Search code examples
sortingbinarymariadbcollationcharacter-set

Binary data type collation with Characters in MariaDB


I am trying to get a deep understanding about RDBMS, I am learning MariaDB.

Struggling to get the Binary data type and how its collation works.

I understand the binary(n) data type takes n bytes. This means the smallest memory that could be allocated is 1 byte?

This is taken from the MariaDB documentation:

The BINARY type is similar to the CHAR type, but stores binary byte strings rather than non-binary character strings. M represents the column length in bytes. It contains no character set, and comparison and sorting are based on the numeric value of the bytes.

I have the following sub questions:

  1. What exactly is a numeric value of a byte ? Is it the same as an ASCII character getting a number? If not, how is a numeric value determined ?
  2. If I insert a character 'A' inside a binary data type, how is this encoded and stored ? In the Table plus client, I can't see this being stored in binary.
  3. In the same data type i could add chars and also a binary image for example, how is the numeric value of the byte string determined?

I have created a few tables to test this,

First I create a table to test this with Binary(1) this doesn't allow me to add more than 1 digit 0-9 or 1 character A-Z or a-z

And then I have created a table with Binary(10) to see how the sorting order works

CREATE TABLE BinaryEg1(
    b BINARY(1)
);

-- Adding two binary digits
INSERT INTO BinaryEg1 VALUES (0), (1);


-- Throws error, too long
INSERT INTO BinaryEg1 VALUES (10);


-- Adding basic chars to compare sort
INSERT INTO BinaryEg1 VALUES ('A'), ('a'), ('B'), ('b');

Here if I see the default sort order it places numbers before capital letters and then small case letters:

SELECT * FROM BinaryEg1 ORDER BY b;

Binary(1) column sort

-- Creating a table of 10 binary bytes to test how sorting works
CREATE TABLE BinaryEg10(
    b BINARY(10)
);

-- Inserting values into 10 byte binary column
INSERT INTO BinaryEg10 VALUES (HEX('A'));

-- Adding some numbers of varying lengths to test sort order
INSERT INTO BinaryEg10 VALUES
(110),
(44),
(999999),
(1111111111),
(7876);

SELECT * FROM BinaryEg10 ORDER BY b;

Now, I see the sort order:

Binary(10) sort

Please can someone explain how the sorting works, it seems like the first byte is the most important in the sequence, it ignores the rest of the bytes,

I understand, this might be an irrelevant and pointless question as normally i assume i should not use binary for storing chars, but i would still like to get a solid understanding about how this data type works


Solution

  • Thanks to the comment above in my question it gave me the idea of getting the hex value. Now, I have a deep understanding about how this works.

    The answers:

    What exactly is a numeric value of a byte ? Is it the same as an ASCII character getting a number? If not, how is a numeric value determined ?
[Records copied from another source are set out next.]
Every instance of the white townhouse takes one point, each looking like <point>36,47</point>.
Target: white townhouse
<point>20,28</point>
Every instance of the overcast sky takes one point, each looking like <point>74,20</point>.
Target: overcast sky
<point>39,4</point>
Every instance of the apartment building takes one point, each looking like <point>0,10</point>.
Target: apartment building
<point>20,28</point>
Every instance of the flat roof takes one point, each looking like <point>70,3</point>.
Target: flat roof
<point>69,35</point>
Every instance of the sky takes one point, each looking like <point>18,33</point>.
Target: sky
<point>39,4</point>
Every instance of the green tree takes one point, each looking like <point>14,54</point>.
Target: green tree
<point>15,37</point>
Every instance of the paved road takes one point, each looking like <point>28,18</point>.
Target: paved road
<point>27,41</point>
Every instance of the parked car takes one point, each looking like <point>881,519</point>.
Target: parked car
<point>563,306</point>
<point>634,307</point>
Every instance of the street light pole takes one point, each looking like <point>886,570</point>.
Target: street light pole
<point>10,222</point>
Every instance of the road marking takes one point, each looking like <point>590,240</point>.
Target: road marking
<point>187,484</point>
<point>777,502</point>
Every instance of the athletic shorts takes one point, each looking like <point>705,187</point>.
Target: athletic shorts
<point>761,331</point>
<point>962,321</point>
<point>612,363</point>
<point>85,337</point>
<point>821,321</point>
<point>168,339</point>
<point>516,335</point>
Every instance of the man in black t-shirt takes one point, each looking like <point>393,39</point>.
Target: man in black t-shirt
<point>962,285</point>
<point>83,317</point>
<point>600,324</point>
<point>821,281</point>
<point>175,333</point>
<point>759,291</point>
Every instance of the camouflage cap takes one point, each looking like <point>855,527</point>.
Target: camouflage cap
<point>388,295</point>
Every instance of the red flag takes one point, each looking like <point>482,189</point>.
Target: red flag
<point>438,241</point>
    Each byte in the byte sequence, each byte is a number from 0-255 base 10, because each byte has 8 bits.

    When I add an ASCII character, it's numeric value maps to its hex numeric code, which maps to its decimal numeric code. So yes in the case of ASCII chars, the numeric code & numeric values are identical.
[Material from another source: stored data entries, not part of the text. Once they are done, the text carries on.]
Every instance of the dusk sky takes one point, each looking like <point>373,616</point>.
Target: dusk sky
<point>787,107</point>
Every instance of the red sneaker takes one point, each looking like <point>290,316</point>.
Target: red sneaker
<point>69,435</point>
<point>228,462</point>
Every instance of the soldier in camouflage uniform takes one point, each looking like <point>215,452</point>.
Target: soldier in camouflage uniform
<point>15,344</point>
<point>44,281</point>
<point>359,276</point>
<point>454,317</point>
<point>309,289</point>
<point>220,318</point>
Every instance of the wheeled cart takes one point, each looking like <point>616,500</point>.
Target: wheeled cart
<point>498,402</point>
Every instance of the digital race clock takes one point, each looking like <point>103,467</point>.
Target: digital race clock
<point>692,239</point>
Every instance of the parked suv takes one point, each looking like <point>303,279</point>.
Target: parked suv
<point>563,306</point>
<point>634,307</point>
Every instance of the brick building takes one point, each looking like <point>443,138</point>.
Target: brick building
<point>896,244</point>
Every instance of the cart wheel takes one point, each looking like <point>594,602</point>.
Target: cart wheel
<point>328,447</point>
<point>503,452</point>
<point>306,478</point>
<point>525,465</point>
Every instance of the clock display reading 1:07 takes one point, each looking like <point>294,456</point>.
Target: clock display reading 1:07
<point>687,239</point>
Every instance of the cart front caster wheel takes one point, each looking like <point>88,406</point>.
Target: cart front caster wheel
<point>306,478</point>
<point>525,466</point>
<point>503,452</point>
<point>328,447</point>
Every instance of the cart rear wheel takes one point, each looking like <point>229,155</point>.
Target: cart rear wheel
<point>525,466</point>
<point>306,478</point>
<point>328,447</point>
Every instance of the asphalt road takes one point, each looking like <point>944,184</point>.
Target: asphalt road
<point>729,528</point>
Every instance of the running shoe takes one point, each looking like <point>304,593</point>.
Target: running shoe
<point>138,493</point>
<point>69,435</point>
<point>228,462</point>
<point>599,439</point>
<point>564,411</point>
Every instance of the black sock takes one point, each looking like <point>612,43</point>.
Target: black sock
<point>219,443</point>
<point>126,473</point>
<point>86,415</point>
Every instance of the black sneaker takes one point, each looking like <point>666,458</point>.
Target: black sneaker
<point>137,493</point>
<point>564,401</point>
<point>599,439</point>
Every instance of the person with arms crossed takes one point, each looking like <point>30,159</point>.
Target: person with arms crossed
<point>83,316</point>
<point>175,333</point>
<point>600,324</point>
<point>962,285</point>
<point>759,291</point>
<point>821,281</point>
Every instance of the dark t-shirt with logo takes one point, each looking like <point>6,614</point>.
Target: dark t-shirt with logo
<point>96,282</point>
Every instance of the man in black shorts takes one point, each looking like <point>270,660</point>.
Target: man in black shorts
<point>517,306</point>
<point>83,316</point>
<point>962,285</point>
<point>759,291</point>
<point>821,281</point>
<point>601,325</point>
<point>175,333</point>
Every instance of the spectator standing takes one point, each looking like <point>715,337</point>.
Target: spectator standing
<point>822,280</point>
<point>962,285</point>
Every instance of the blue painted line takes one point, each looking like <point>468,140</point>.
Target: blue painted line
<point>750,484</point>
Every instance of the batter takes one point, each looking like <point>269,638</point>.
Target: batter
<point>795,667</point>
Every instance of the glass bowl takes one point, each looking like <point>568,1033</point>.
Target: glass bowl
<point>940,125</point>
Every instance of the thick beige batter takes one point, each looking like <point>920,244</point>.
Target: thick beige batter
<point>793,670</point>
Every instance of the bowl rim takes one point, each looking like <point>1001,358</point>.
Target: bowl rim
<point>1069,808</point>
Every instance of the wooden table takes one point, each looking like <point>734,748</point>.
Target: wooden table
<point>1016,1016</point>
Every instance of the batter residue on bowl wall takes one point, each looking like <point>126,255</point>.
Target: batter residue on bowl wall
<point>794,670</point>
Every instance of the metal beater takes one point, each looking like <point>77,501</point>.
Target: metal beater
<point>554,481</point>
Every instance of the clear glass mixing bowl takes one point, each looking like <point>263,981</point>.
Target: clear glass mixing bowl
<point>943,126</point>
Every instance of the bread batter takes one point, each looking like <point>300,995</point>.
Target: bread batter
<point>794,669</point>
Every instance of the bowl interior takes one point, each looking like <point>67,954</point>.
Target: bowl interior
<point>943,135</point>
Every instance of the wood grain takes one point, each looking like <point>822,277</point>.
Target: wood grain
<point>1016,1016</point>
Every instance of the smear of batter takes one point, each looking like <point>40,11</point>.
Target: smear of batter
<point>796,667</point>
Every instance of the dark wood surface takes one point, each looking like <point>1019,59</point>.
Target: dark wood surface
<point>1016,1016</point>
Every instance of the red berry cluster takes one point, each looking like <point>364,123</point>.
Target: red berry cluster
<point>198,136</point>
    If I insert a character 'A' inside a binary data type, how is this encoded and stored ? In the Table plus client, I can't see this being stored in binary.
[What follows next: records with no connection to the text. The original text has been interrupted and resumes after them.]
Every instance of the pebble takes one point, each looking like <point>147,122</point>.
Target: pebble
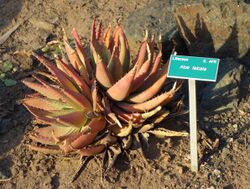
<point>2,175</point>
<point>217,172</point>
<point>235,126</point>
<point>216,116</point>
<point>211,187</point>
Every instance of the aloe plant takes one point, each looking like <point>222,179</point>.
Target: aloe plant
<point>97,99</point>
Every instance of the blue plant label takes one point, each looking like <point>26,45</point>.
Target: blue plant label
<point>192,67</point>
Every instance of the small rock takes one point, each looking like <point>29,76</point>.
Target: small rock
<point>211,187</point>
<point>217,172</point>
<point>224,94</point>
<point>179,169</point>
<point>235,126</point>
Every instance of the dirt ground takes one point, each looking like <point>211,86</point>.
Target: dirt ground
<point>224,152</point>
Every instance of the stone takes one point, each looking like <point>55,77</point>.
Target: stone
<point>151,19</point>
<point>218,29</point>
<point>224,94</point>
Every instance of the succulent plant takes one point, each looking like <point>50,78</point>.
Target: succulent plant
<point>98,100</point>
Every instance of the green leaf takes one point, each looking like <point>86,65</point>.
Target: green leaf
<point>7,66</point>
<point>9,82</point>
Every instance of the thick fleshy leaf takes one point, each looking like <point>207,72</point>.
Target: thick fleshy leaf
<point>115,66</point>
<point>76,78</point>
<point>97,124</point>
<point>78,100</point>
<point>76,62</point>
<point>44,89</point>
<point>80,142</point>
<point>162,133</point>
<point>142,73</point>
<point>151,91</point>
<point>61,76</point>
<point>45,103</point>
<point>122,132</point>
<point>92,150</point>
<point>107,37</point>
<point>74,119</point>
<point>120,90</point>
<point>141,55</point>
<point>162,99</point>
<point>46,150</point>
<point>124,55</point>
<point>103,75</point>
<point>81,52</point>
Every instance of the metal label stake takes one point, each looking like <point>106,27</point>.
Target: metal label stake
<point>193,68</point>
<point>193,124</point>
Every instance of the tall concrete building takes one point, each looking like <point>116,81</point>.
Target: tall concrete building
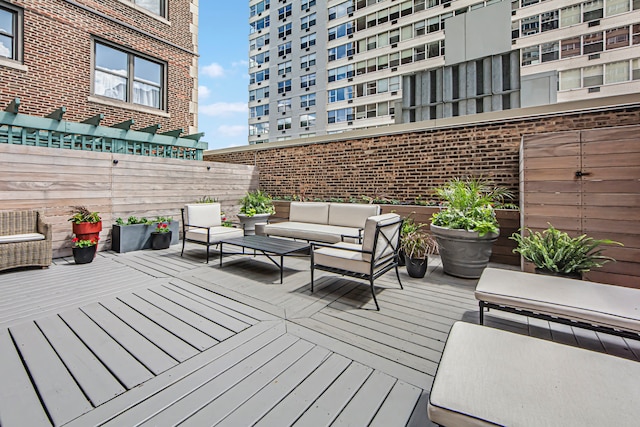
<point>319,67</point>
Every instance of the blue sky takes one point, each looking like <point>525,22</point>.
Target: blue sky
<point>223,72</point>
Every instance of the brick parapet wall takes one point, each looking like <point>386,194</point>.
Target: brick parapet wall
<point>58,47</point>
<point>404,166</point>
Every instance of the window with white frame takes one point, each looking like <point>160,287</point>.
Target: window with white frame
<point>10,32</point>
<point>128,77</point>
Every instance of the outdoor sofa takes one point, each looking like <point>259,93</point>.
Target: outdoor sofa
<point>324,222</point>
<point>25,240</point>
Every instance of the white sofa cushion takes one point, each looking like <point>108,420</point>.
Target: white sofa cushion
<point>18,238</point>
<point>313,212</point>
<point>203,214</point>
<point>351,214</point>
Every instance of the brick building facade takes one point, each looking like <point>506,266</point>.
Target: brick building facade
<point>126,59</point>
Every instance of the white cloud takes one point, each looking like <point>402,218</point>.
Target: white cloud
<point>203,92</point>
<point>223,108</point>
<point>213,70</point>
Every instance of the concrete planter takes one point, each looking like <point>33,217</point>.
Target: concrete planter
<point>464,253</point>
<point>127,238</point>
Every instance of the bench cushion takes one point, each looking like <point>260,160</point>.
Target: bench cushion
<point>489,377</point>
<point>606,305</point>
<point>17,238</point>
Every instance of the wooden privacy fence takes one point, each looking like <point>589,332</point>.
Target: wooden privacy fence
<point>115,185</point>
<point>587,182</point>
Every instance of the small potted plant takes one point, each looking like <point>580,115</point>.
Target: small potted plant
<point>417,245</point>
<point>466,225</point>
<point>84,250</point>
<point>161,237</point>
<point>255,207</point>
<point>556,253</point>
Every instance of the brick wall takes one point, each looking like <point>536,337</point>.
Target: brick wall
<point>404,166</point>
<point>58,49</point>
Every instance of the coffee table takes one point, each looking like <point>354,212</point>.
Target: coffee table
<point>268,246</point>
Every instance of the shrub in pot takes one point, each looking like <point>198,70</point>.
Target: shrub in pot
<point>466,225</point>
<point>554,252</point>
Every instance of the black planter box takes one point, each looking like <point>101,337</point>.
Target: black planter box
<point>127,238</point>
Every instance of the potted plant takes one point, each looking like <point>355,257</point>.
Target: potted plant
<point>256,206</point>
<point>161,237</point>
<point>84,250</point>
<point>466,225</point>
<point>556,253</point>
<point>417,245</point>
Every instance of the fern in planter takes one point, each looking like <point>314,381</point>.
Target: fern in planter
<point>556,252</point>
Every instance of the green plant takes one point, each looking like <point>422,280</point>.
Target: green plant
<point>82,214</point>
<point>469,205</point>
<point>256,202</point>
<point>554,250</point>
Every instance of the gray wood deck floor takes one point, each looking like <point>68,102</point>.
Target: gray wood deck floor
<point>150,338</point>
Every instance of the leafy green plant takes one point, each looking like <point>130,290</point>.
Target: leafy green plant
<point>469,205</point>
<point>82,214</point>
<point>256,202</point>
<point>554,250</point>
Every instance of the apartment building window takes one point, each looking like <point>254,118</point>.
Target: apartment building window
<point>258,25</point>
<point>259,8</point>
<point>284,12</point>
<point>259,42</point>
<point>308,21</point>
<point>284,123</point>
<point>341,115</point>
<point>307,120</point>
<point>284,86</point>
<point>259,76</point>
<point>307,61</point>
<point>10,32</point>
<point>308,100</point>
<point>284,105</point>
<point>284,68</point>
<point>308,41</point>
<point>284,30</point>
<point>128,77</point>
<point>308,80</point>
<point>284,49</point>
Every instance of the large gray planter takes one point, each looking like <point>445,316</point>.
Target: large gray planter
<point>249,222</point>
<point>464,253</point>
<point>127,238</point>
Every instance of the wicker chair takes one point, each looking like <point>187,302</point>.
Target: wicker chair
<point>25,240</point>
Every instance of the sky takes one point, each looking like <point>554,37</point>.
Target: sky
<point>223,76</point>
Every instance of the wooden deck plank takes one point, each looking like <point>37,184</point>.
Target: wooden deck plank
<point>98,384</point>
<point>186,332</point>
<point>170,343</point>
<point>264,400</point>
<point>145,351</point>
<point>364,405</point>
<point>327,407</point>
<point>218,409</point>
<point>19,403</point>
<point>129,371</point>
<point>60,394</point>
<point>295,404</point>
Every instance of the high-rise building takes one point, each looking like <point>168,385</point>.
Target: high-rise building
<point>319,67</point>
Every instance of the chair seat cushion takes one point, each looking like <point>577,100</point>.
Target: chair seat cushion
<point>337,257</point>
<point>215,234</point>
<point>311,232</point>
<point>18,238</point>
<point>606,305</point>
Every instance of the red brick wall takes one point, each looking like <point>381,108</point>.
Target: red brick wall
<point>410,165</point>
<point>57,53</point>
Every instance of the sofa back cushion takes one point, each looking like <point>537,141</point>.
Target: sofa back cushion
<point>351,214</point>
<point>314,212</point>
<point>18,222</point>
<point>203,214</point>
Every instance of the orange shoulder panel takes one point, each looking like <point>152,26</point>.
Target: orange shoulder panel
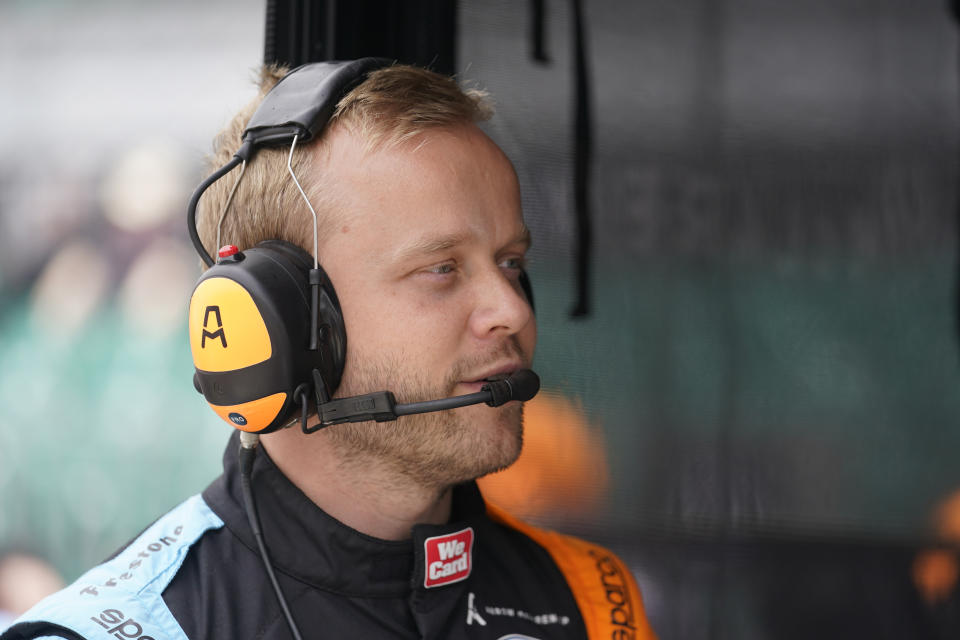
<point>605,591</point>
    If I insert the character 'A' in a binary column, it will take 1 byte of memory, the same way it would if I added the char 'A' in a char column.

    It will be encoded into binary based on its Decimal/hex value from the Latin1 charset which is the default charset for MariaDB. This maps to ASCII and Unicode tables, so its the same.

    The char 'A' has a hex value of: 41. This when converted to binary will be stored as: 0100 0001 and that takes a byte of memory. The decimal value is 65. If comparing this char to another value in another row, the comparison will be based on this numeric value and not a collation as it would be with chars.

    In the same data type i could add chars and also a binary image for example, how is the numeric value of the byte string determined?

    It's important to understand and conceptualise the binary data type as a SEQUENCE OF BYTES. And each byte has a numeric value from 0 to 255.

    The comparison compares the numeric value of each byte working from left to right. If the bytes are equal, then it compares the byte value from the next set of bytes and so on.

    Here are some examples that show this:

    -- Creating a table with just 1 byte
    CREATE TABLE BinaryEg1(
        b BINARY
    );
    
    -- Inserting values:
    INSERT INTO BinaryEg1 VALUES (0), (1), ('A'), ('B'), ('a'), ('b'), (0);
    

    Now, I have created two columns, one with the normal value and the other with the hex value and we can see the numeric values add up to the numeric codes as found in ASCII, Latin1, UTF8 character sets:

    SELECT b, HEX(b) FROM BinaryEg1 ORDER BY b;
    

    Binary column with hex value sorted:

    I am creating another example with three columns to show the same point and we can see how columns are sorted in the same way:

    CREATE TABLE BinaryEg3(
        b BINARY(3)
    );
    
    INSERT INTO BinaryEg3 VALUES 
    (418), (518), (318);
    (320), (319), (317);
    

    Now, you can see the normal decimal number characters as well as their hex values and I can get an idea of how it would be sorted:

    SELECT b, HEX(b) FROM BinaryEg3 ORDER BY b;
    

    Hex values for sequence of 3 bytes

    Now, these values are stored in binary based on those hex numbers. Each byte has 2 hex digits, hence the 3 digits have 6 hex digits.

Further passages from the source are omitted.